Tornando da Prato in un orario
indefinibile del pomeriggio, percorro via Arrendevole. Un nome, pare,
derivato e dalle chiacchere e dal sudore gocciolante sulla
canna-Bianchi di ciclisti di sessant'anni fa. Capirete, ovviamente,
che si tratta di strada in salita. Arrendevole. Mezzo
pomeriggio....un'orario a metà tra lupo e cane.
Ripenso alla frase di una signora
straniera che quando dissi che era mia intenzione inventarmi
un'attività nel suo paese, osservandomi fra stupore e curiosità,
mi disse che allora si sarebbe trasferita lei in un luogo bello come
la Toscana, altroché. “Come si può andarsene da una bellezza
così?”.
Dicevo: ho ripensato a questa frase
proprio mentre stavo percorrendo questa lingua selvaggia ascendente
della mia terra, fra alberi ossuti e silenzi canterini.
Non si perdono mai certi suoni e certe
movenze, nemmeno se la vita ti porta in Amazzonia a stare.
Non si perdono come non si perdono
certi modi di avere orecchio per la musica; come non si perde il modo
di camminare; come non si perde il rintocco dell'ora che sta a metà
tra lupo e cane. Perché quella cosa che ascolti e che cammini, a
volte rotolando ed a volte correndo sicuro........sei tu.

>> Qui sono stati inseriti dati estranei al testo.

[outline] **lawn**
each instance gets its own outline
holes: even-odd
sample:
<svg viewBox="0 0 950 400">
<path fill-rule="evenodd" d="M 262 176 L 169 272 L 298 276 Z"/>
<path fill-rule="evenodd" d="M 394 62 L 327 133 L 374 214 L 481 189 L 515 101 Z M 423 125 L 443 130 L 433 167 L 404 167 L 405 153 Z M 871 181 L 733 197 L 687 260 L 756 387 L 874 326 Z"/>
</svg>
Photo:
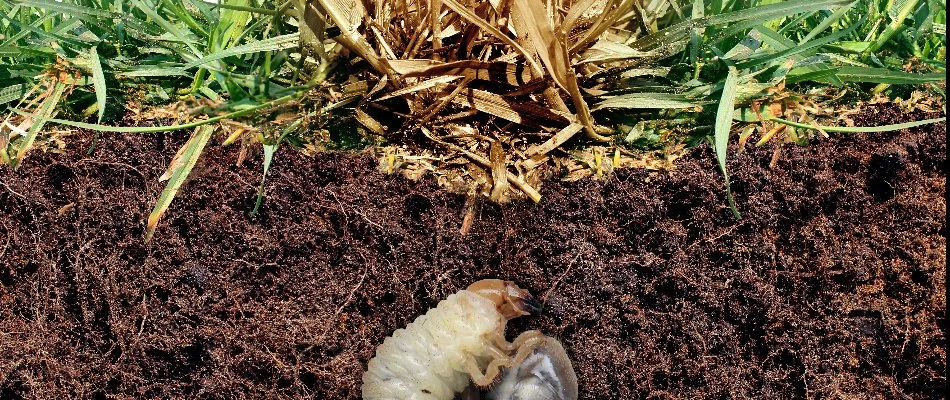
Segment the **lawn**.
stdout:
<svg viewBox="0 0 950 400">
<path fill-rule="evenodd" d="M 503 278 L 582 399 L 937 398 L 945 8 L 0 0 L 0 397 L 358 398 Z"/>
</svg>

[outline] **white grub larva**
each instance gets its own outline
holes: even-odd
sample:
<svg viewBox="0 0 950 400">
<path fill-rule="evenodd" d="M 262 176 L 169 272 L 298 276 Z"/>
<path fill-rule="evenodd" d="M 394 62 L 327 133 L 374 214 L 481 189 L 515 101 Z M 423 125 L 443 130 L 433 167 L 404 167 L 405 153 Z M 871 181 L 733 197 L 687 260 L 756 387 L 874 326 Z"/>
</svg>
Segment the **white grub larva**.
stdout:
<svg viewBox="0 0 950 400">
<path fill-rule="evenodd" d="M 473 283 L 386 338 L 363 374 L 363 399 L 452 400 L 470 379 L 490 385 L 501 368 L 519 364 L 542 338 L 528 331 L 509 343 L 508 320 L 538 309 L 512 282 Z"/>
<path fill-rule="evenodd" d="M 567 352 L 545 336 L 520 364 L 504 372 L 490 400 L 577 400 L 577 375 Z"/>
</svg>

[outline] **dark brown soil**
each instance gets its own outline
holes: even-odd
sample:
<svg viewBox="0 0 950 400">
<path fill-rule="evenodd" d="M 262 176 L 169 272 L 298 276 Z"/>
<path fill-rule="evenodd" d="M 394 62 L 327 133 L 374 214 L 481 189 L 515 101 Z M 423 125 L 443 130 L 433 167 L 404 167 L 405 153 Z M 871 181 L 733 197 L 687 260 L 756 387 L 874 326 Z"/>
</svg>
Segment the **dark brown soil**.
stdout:
<svg viewBox="0 0 950 400">
<path fill-rule="evenodd" d="M 886 106 L 858 123 L 921 118 Z M 480 278 L 546 301 L 582 399 L 942 398 L 946 127 L 708 147 L 673 173 L 485 205 L 366 155 L 210 148 L 155 240 L 182 134 L 108 135 L 0 169 L 0 398 L 356 399 L 383 338 Z"/>
</svg>

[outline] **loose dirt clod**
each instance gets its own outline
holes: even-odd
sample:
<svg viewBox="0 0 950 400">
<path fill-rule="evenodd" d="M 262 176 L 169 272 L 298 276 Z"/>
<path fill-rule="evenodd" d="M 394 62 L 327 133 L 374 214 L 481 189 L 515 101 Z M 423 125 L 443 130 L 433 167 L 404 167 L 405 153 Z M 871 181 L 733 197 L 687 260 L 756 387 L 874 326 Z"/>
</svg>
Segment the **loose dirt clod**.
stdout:
<svg viewBox="0 0 950 400">
<path fill-rule="evenodd" d="M 749 146 L 729 165 L 741 221 L 702 146 L 672 173 L 472 208 L 464 236 L 464 196 L 289 147 L 251 219 L 260 155 L 209 145 L 151 244 L 188 133 L 103 135 L 92 156 L 82 134 L 0 169 L 0 398 L 357 399 L 384 337 L 487 277 L 549 293 L 509 329 L 560 339 L 581 399 L 941 398 L 944 130 L 786 145 L 772 169 Z"/>
</svg>

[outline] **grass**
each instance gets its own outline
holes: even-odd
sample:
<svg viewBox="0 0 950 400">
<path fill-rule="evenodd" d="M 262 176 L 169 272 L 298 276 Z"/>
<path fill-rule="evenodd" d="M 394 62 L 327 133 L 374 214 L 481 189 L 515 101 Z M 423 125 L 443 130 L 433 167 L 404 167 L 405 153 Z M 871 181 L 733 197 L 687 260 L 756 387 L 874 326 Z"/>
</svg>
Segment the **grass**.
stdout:
<svg viewBox="0 0 950 400">
<path fill-rule="evenodd" d="M 197 159 L 194 143 L 211 135 L 200 127 L 235 121 L 244 128 L 229 136 L 269 149 L 266 176 L 277 145 L 305 141 L 312 121 L 352 121 L 366 136 L 473 162 L 531 198 L 531 170 L 577 146 L 709 138 L 728 191 L 737 131 L 764 144 L 886 130 L 818 119 L 848 94 L 946 96 L 936 0 L 503 3 L 0 0 L 0 161 L 18 165 L 51 124 L 196 128 L 183 151 Z M 504 76 L 484 61 L 507 66 Z M 190 107 L 162 126 L 111 126 L 139 102 Z M 278 107 L 291 117 L 275 120 Z M 189 168 L 172 167 L 173 197 Z"/>
</svg>

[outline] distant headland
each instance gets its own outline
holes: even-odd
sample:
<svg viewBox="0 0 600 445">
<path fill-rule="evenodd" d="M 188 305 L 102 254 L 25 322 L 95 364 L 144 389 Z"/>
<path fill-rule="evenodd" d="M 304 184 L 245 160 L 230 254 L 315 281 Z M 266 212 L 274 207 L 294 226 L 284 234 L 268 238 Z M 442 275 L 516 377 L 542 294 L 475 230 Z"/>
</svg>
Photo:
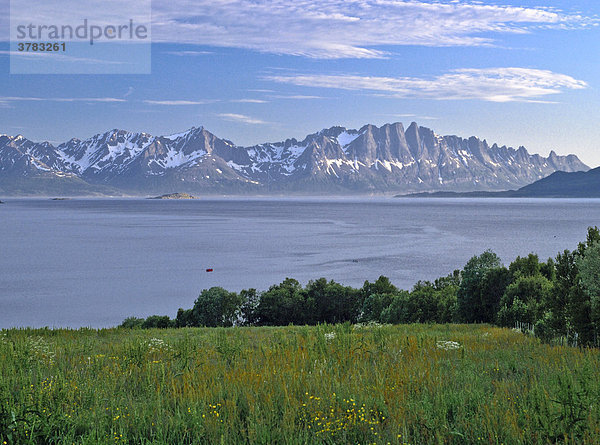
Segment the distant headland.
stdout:
<svg viewBox="0 0 600 445">
<path fill-rule="evenodd" d="M 154 196 L 148 199 L 198 199 L 196 196 L 187 193 L 168 193 L 166 195 Z"/>
</svg>

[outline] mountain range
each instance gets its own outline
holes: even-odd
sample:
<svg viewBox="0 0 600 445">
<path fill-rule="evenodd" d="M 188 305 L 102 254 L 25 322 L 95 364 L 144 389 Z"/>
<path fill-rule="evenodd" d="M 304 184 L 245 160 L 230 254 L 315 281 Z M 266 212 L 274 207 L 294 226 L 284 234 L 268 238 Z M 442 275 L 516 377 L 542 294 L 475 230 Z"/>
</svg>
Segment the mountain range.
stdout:
<svg viewBox="0 0 600 445">
<path fill-rule="evenodd" d="M 336 126 L 251 147 L 202 127 L 169 136 L 115 129 L 56 146 L 0 135 L 5 195 L 490 191 L 587 170 L 575 155 L 546 158 L 414 122 Z"/>
</svg>

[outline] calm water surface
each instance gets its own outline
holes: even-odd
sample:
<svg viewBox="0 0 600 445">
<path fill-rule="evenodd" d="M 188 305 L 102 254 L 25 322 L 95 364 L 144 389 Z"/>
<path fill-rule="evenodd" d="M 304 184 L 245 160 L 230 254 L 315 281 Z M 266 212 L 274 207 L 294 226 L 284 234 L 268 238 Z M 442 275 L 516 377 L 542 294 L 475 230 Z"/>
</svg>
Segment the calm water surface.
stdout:
<svg viewBox="0 0 600 445">
<path fill-rule="evenodd" d="M 505 264 L 554 257 L 600 225 L 593 199 L 6 201 L 0 328 L 173 317 L 204 288 L 263 290 L 286 277 L 358 287 L 386 275 L 409 289 L 485 249 Z"/>
</svg>

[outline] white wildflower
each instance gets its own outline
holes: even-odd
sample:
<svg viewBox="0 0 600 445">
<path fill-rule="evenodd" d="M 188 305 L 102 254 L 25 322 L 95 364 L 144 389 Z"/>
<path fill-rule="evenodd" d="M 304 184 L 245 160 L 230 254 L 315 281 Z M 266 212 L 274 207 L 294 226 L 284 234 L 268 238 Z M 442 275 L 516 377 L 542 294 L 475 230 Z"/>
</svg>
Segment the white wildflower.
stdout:
<svg viewBox="0 0 600 445">
<path fill-rule="evenodd" d="M 376 321 L 370 321 L 368 323 L 356 323 L 352 325 L 352 329 L 370 329 L 370 328 L 382 328 L 384 326 L 391 326 L 389 324 L 381 324 Z"/>
<path fill-rule="evenodd" d="M 171 349 L 171 347 L 160 338 L 151 338 L 146 340 L 144 344 L 148 347 L 149 352 L 164 352 Z"/>
<path fill-rule="evenodd" d="M 327 332 L 325 333 L 325 340 L 331 341 L 335 338 L 335 332 Z"/>
<path fill-rule="evenodd" d="M 462 346 L 459 342 L 457 341 L 444 341 L 444 340 L 438 340 L 436 346 L 439 349 L 443 349 L 444 351 L 452 351 L 454 349 L 460 349 Z"/>
<path fill-rule="evenodd" d="M 51 349 L 50 345 L 42 337 L 32 338 L 27 342 L 27 346 L 31 351 L 31 357 L 46 362 L 49 365 L 54 364 L 56 353 Z"/>
</svg>

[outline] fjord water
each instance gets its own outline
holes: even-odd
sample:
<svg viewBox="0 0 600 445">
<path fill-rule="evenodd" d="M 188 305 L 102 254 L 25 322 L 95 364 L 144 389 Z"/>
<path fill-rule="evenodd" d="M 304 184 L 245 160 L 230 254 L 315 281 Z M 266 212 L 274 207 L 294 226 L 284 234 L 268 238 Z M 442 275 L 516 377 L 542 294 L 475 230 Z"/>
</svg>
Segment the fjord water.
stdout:
<svg viewBox="0 0 600 445">
<path fill-rule="evenodd" d="M 0 328 L 175 316 L 211 286 L 286 277 L 409 289 L 485 249 L 508 264 L 574 249 L 600 200 L 10 199 L 0 206 Z M 207 268 L 214 269 L 206 272 Z"/>
</svg>

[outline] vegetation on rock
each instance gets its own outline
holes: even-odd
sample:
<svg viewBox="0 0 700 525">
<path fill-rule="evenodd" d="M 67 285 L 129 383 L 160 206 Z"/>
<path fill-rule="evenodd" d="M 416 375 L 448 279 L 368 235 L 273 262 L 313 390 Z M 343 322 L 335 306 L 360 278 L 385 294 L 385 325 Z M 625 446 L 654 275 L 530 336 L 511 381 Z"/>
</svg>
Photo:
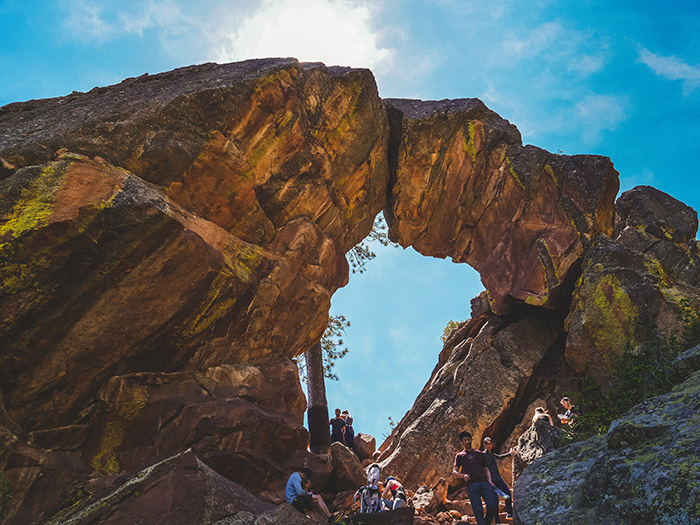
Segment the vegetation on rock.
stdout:
<svg viewBox="0 0 700 525">
<path fill-rule="evenodd" d="M 669 392 L 681 378 L 674 371 L 673 360 L 700 342 L 700 320 L 689 303 L 681 303 L 681 334 L 659 334 L 655 326 L 639 326 L 646 332 L 638 347 L 628 343 L 625 351 L 613 358 L 614 377 L 610 389 L 601 388 L 590 375 L 581 378 L 581 391 L 570 394 L 576 400 L 579 415 L 567 433 L 569 441 L 605 434 L 610 424 L 641 401 Z"/>
</svg>

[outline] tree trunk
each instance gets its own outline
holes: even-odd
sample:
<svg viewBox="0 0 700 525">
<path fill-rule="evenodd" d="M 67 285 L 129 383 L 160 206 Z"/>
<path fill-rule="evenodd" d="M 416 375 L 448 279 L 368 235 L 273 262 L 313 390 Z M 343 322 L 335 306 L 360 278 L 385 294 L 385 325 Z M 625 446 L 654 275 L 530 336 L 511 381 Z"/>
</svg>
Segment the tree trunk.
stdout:
<svg viewBox="0 0 700 525">
<path fill-rule="evenodd" d="M 331 446 L 331 431 L 328 425 L 328 401 L 323 377 L 323 352 L 321 342 L 304 353 L 306 359 L 306 385 L 309 408 L 309 446 L 312 452 L 325 452 Z"/>
</svg>

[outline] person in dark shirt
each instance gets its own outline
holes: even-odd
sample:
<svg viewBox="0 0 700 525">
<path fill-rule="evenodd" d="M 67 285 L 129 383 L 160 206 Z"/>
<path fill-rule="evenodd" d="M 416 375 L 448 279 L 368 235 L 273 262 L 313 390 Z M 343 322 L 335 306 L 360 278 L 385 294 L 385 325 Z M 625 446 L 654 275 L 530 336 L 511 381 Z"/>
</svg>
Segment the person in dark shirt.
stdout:
<svg viewBox="0 0 700 525">
<path fill-rule="evenodd" d="M 472 447 L 472 435 L 466 430 L 459 434 L 459 442 L 463 450 L 455 456 L 452 474 L 467 482 L 467 494 L 477 525 L 491 525 L 498 513 L 498 496 L 491 484 L 486 454 Z M 482 499 L 486 503 L 485 518 Z"/>
<path fill-rule="evenodd" d="M 501 477 L 501 472 L 498 470 L 498 465 L 496 464 L 496 458 L 498 458 L 498 459 L 507 458 L 508 456 L 511 455 L 513 450 L 511 449 L 510 451 L 506 452 L 505 454 L 494 454 L 492 452 L 493 441 L 491 440 L 490 437 L 485 437 L 484 439 L 482 439 L 482 443 L 484 445 L 484 454 L 486 454 L 486 461 L 489 464 L 489 472 L 491 473 L 491 482 L 493 483 L 494 487 L 502 490 L 503 493 L 508 496 L 505 499 L 506 517 L 512 518 L 513 517 L 513 500 L 511 499 L 512 495 L 510 493 L 510 488 L 508 487 L 506 482 L 503 480 L 503 477 Z M 496 513 L 496 523 L 500 523 L 498 513 Z"/>
<path fill-rule="evenodd" d="M 335 417 L 330 420 L 331 425 L 331 443 L 340 441 L 344 443 L 343 438 L 345 437 L 345 420 L 340 417 L 340 409 L 335 409 Z"/>
<path fill-rule="evenodd" d="M 560 403 L 561 406 L 566 409 L 566 412 L 564 412 L 564 414 L 559 414 L 559 421 L 565 425 L 571 426 L 574 422 L 574 418 L 576 417 L 576 407 L 571 404 L 568 397 L 563 397 Z"/>
</svg>

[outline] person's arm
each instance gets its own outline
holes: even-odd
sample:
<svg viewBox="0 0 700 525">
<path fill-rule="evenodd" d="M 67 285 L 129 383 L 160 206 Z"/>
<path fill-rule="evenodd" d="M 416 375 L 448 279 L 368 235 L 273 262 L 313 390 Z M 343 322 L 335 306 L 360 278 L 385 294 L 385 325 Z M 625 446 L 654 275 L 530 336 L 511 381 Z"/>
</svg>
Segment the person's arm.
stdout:
<svg viewBox="0 0 700 525">
<path fill-rule="evenodd" d="M 292 480 L 292 490 L 294 491 L 294 497 L 308 494 L 301 485 L 301 476 L 294 476 Z"/>
<path fill-rule="evenodd" d="M 391 491 L 391 489 L 389 488 L 390 485 L 390 483 L 387 483 L 386 487 L 384 487 L 384 490 L 382 491 L 382 498 L 386 498 L 387 496 L 389 496 L 389 492 Z"/>
</svg>

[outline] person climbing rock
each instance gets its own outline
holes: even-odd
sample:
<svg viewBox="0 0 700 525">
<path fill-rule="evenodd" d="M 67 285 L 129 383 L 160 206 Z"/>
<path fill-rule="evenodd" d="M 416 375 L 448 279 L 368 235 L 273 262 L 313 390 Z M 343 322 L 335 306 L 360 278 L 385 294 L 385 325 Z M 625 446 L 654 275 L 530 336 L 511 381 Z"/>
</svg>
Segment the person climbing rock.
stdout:
<svg viewBox="0 0 700 525">
<path fill-rule="evenodd" d="M 509 450 L 505 454 L 494 454 L 493 453 L 493 441 L 488 436 L 482 440 L 482 444 L 484 445 L 484 454 L 486 454 L 486 461 L 489 464 L 489 472 L 491 473 L 491 482 L 493 483 L 494 487 L 501 490 L 506 496 L 508 496 L 507 498 L 504 498 L 505 502 L 506 502 L 506 518 L 512 518 L 513 517 L 512 494 L 510 492 L 510 487 L 508 487 L 508 484 L 503 480 L 503 477 L 501 476 L 501 472 L 498 470 L 498 465 L 496 464 L 496 459 L 503 459 L 503 458 L 509 457 L 511 455 L 511 453 L 513 452 L 513 449 Z M 498 517 L 498 512 L 497 512 L 496 513 L 496 523 L 500 523 L 500 522 L 501 522 L 501 520 Z"/>
<path fill-rule="evenodd" d="M 472 447 L 472 435 L 466 430 L 460 432 L 459 442 L 463 450 L 455 456 L 452 474 L 467 483 L 467 494 L 477 525 L 491 525 L 498 513 L 498 495 L 493 489 L 486 454 Z M 486 503 L 486 517 L 482 499 Z"/>
<path fill-rule="evenodd" d="M 548 421 L 550 425 L 554 426 L 554 421 L 552 421 L 552 416 L 547 414 L 544 408 L 542 407 L 537 407 L 535 409 L 535 415 L 532 416 L 532 422 L 534 424 L 535 421 L 538 419 L 544 419 L 545 421 Z"/>
</svg>

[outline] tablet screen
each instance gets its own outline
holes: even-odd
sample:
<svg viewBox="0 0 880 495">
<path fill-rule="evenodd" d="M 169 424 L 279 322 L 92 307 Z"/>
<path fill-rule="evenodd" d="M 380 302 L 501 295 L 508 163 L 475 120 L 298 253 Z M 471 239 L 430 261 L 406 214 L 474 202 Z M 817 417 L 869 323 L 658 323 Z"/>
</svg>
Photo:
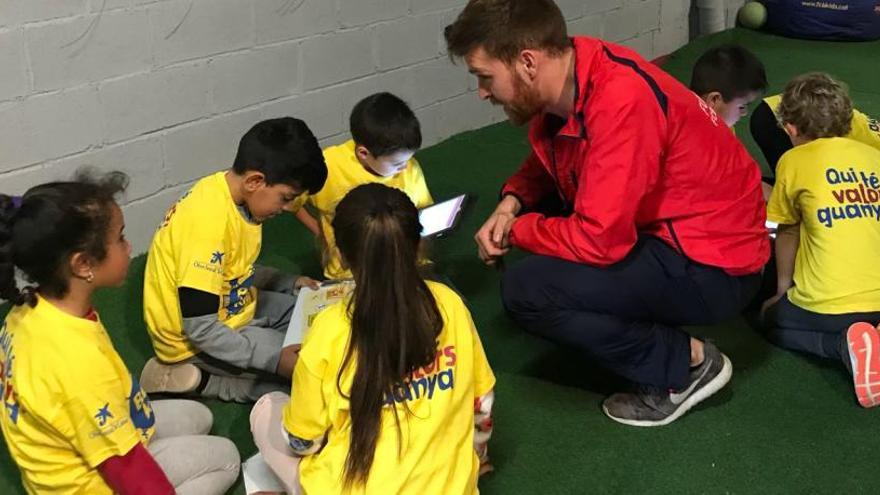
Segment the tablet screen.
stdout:
<svg viewBox="0 0 880 495">
<path fill-rule="evenodd" d="M 419 211 L 419 223 L 422 224 L 422 237 L 428 237 L 438 232 L 452 228 L 455 217 L 461 210 L 465 195 L 456 196 Z"/>
</svg>

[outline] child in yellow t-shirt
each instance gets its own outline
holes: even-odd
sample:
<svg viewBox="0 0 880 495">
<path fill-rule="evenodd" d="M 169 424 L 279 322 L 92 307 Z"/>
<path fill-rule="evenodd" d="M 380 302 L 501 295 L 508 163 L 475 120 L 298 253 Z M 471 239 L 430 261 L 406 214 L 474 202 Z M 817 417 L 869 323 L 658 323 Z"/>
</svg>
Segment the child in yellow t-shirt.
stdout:
<svg viewBox="0 0 880 495">
<path fill-rule="evenodd" d="M 415 205 L 361 185 L 332 227 L 356 286 L 306 334 L 292 397 L 254 406 L 260 452 L 288 493 L 476 493 L 495 377 L 462 299 L 419 275 Z"/>
<path fill-rule="evenodd" d="M 193 401 L 150 399 L 113 347 L 92 294 L 125 281 L 121 173 L 0 195 L 0 428 L 28 493 L 221 494 L 235 445 Z M 35 287 L 19 289 L 15 268 Z"/>
<path fill-rule="evenodd" d="M 241 138 L 230 170 L 199 180 L 168 210 L 144 273 L 156 351 L 141 374 L 147 392 L 248 402 L 286 389 L 299 350 L 282 349 L 295 291 L 316 282 L 255 264 L 262 224 L 326 176 L 303 121 L 265 120 Z"/>
<path fill-rule="evenodd" d="M 770 340 L 839 359 L 864 407 L 880 404 L 880 150 L 844 137 L 846 88 L 827 74 L 793 79 L 778 106 L 794 147 L 779 160 L 767 218 L 779 223 Z"/>
<path fill-rule="evenodd" d="M 317 194 L 288 206 L 319 240 L 324 276 L 351 278 L 342 267 L 333 238 L 336 204 L 361 184 L 379 183 L 405 192 L 417 208 L 434 203 L 422 167 L 413 154 L 422 145 L 419 121 L 409 106 L 390 93 L 377 93 L 358 102 L 351 111 L 352 139 L 324 150 L 327 182 Z M 314 209 L 315 219 L 303 203 Z"/>
<path fill-rule="evenodd" d="M 778 109 L 782 95 L 772 95 L 755 108 L 749 122 L 752 137 L 761 148 L 767 165 L 775 172 L 779 159 L 792 148 L 791 140 L 779 126 Z M 865 143 L 880 150 L 880 123 L 864 113 L 853 109 L 850 130 L 844 137 Z"/>
</svg>

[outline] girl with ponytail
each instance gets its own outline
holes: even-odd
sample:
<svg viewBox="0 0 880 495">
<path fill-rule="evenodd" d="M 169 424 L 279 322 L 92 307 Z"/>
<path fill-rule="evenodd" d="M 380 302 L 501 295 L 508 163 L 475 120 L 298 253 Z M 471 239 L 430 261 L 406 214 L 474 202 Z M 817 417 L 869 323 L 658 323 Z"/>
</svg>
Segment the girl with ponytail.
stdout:
<svg viewBox="0 0 880 495">
<path fill-rule="evenodd" d="M 315 318 L 292 397 L 255 405 L 257 446 L 288 493 L 475 493 L 495 378 L 461 298 L 419 275 L 415 205 L 362 185 L 333 230 L 355 289 Z"/>
</svg>

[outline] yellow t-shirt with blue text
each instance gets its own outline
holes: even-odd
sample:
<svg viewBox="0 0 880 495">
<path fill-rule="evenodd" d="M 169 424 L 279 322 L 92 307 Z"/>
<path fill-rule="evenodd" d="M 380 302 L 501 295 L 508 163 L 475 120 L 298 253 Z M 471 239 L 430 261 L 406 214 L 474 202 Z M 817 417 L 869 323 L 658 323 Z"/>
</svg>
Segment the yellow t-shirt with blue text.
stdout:
<svg viewBox="0 0 880 495">
<path fill-rule="evenodd" d="M 779 108 L 779 103 L 782 102 L 782 95 L 768 96 L 764 98 L 764 101 L 770 107 L 770 110 L 773 111 L 773 114 L 778 117 L 779 112 L 777 112 L 777 108 Z M 853 109 L 852 129 L 844 137 L 855 139 L 880 150 L 880 122 Z"/>
<path fill-rule="evenodd" d="M 300 461 L 299 480 L 305 494 L 478 493 L 474 399 L 492 390 L 495 376 L 461 297 L 445 285 L 427 284 L 444 323 L 436 357 L 417 369 L 393 397 L 385 397 L 369 477 L 365 485 L 351 490 L 344 489 L 342 472 L 351 438 L 345 396 L 351 390 L 354 362 L 342 372 L 337 387 L 351 335 L 347 302 L 328 307 L 315 319 L 303 342 L 291 401 L 283 414 L 285 429 L 296 437 L 313 440 L 327 434 L 323 449 Z M 391 404 L 400 418 L 400 456 Z"/>
<path fill-rule="evenodd" d="M 217 295 L 217 317 L 233 330 L 253 319 L 262 238 L 262 226 L 233 201 L 226 172 L 199 180 L 168 210 L 144 273 L 144 320 L 160 360 L 176 363 L 198 353 L 183 333 L 180 287 Z"/>
<path fill-rule="evenodd" d="M 792 303 L 880 311 L 880 150 L 839 137 L 795 146 L 779 159 L 767 219 L 800 224 Z"/>
<path fill-rule="evenodd" d="M 43 298 L 0 327 L 0 427 L 28 493 L 110 494 L 97 467 L 154 433 L 150 400 L 99 321 Z"/>
<path fill-rule="evenodd" d="M 355 155 L 355 143 L 349 140 L 338 146 L 330 146 L 324 150 L 324 161 L 327 163 L 327 181 L 324 187 L 311 196 L 301 196 L 288 207 L 296 212 L 303 203 L 311 205 L 318 213 L 321 233 L 325 240 L 324 276 L 329 279 L 351 278 L 351 272 L 342 267 L 342 260 L 336 250 L 333 236 L 333 216 L 336 205 L 349 191 L 362 184 L 379 183 L 400 189 L 416 208 L 424 208 L 434 203 L 422 167 L 415 158 L 411 158 L 400 173 L 391 177 L 380 177 L 367 171 Z"/>
</svg>

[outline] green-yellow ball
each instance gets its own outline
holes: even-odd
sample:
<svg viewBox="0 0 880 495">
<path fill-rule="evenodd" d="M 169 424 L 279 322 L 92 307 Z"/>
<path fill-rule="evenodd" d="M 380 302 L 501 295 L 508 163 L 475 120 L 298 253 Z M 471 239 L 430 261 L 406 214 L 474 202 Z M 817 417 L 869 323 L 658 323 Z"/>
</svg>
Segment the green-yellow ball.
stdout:
<svg viewBox="0 0 880 495">
<path fill-rule="evenodd" d="M 767 22 L 767 9 L 761 2 L 749 2 L 739 9 L 739 23 L 749 29 L 760 29 Z"/>
</svg>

E nutri il sogno che la terra che ti ha
partorito forse sia ancora più bella da ricordare attraverso le tue
vene o il tuo solito sangue che bussa sotto agli occhi quando i
pensieri si infittiscono di emozioni.
Arrivo vicino ad una famosa villa
medicea. Ne ha tanti di camini. “....son morto con altri
cento.......passato per il camino.........e
qui ce ne sono tanti davvero di camini........”. Che stupido.
Canticchio.
Poi sento i morsi dell'appetito. In
questi luoghi viene sempre fame. Perché? Un mistero. Forse quello
che ti vorresti mangiare, per portartelo via, è proprio il luogo,
no? Che stupido.
Ma lo stupido ha fame.
Vedo la vecchia insegna di posto
telefonico di paese, appiccicata ad un muro dall'intonaco vecchio e
marrone; proprio come il colore di quei boschi di prima. Un telefono
pubblico che certo sarà servito a qualche vecchio ciclista stupito
di non riuscire proprio più a tornare verso casa, come faceva
vent'anni prima ed allora: ...”TUH, TUH, TUH..........son'io,
venitemi a prendere sull'Arrendevole!”.
Solo la buia insegna di “SAMMONTANA,
GELATI ALL'ITALIANA” mi fa capire che dietro a quel muro ed al di
là di quella porta anodizzata dovesse esserci ancora un bar da
merende.
Entro.
Si apre il mondo chiudendosi su se
stesso.
Un bancone ricolmo di salumi brutti (e
quindi buoni), formaggi senza inutili targhette
eeeeee...............e una soppressata (che notoriamente non
appartiene al genere dei salumi ma fa parte di una famiglia a se
stante come quella costituita da un solo elemento che non si vuol
concedere al passante né all'amante. Ma allo spasimante.) Un colore
grigio smorto che ne denuncia la maestosa bontà, inversamente
proporzionale, appunto, all'aspetto losco.
Notoriamente quella rossiccia del
supermercato è di fin troppo facili costumi.
I gestori: una coppia anziana ed
avvezza ai precipizi degli avventori affamati giovani e vecchi.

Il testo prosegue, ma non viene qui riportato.